With funding from the DAC, KU Alzheimer’s Disease Research Center will study the impact of using Alzheimer’s blood biomarkers across different clinical settings at The University of Kansas Health System, including primary care, neurology and memory care. They will look at the rates of these blood tests and confirmatory testing (amyloid PET scans or lumbar punctures) in these settings and examine the differences across testing in the time it takes to complete testing, make diagnoses, refer study participants to specialists and begin anti-amyloid drug treatment for those participants who had a blood test versus those who did not. Data will be collected at up to 18 ambulatory clinic sites across the health system.

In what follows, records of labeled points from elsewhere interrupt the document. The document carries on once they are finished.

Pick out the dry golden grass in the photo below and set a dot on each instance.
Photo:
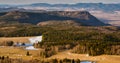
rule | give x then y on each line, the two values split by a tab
15	39
99	59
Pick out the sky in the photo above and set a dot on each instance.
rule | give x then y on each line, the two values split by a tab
56	1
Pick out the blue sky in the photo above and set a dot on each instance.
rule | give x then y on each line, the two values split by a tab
56	1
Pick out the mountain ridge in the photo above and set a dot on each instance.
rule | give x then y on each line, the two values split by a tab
83	17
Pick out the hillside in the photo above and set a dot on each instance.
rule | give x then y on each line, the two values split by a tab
80	17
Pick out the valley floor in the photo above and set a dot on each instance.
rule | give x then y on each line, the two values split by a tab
99	59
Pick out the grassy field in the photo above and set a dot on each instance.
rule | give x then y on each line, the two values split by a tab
15	39
99	59
19	52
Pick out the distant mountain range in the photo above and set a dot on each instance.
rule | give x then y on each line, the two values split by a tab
64	7
70	17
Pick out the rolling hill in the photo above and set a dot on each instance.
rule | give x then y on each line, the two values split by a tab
80	17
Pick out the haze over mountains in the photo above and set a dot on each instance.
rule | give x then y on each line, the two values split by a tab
77	6
107	13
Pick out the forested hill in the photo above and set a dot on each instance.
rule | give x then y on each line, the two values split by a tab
82	17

KU Alzheimer’s Disease Research Center will also work to help clinicians implement the blood biomarker testing into their practices. They will provide education on using the testing effectively, develop enhanced cognitive screening and support primary care physicians.

“We are trying to improve everything so that we can better serve this population. It's not as simple as tripling or quadrupling the size of our memory clinic,” said Burns. “We have to have new models. This project is trying to develop all that.”

 Other sites participating in the Accurate Diagnosis project include Icahn School of Medicine at Mount Sinai, Wake Forest University School of Medicine, Alzheimer Center Amsterdam at Amsterdam UMC, Imperial College London and Imperial College Healthcare NHS Trust, Ludwig-Maximilians University (LMU) Hospital Munich – Alzheimer’s Therapy and Research Center, Tokyo Metropolitan Institute for Geriatrics and Gerontology. The sites were selected on the basis of their scientific and clinical capabilities as well as their ability to reach patients across ages, racial and ethnic backgrounds, education levels, socioeconomic status and geographic settings.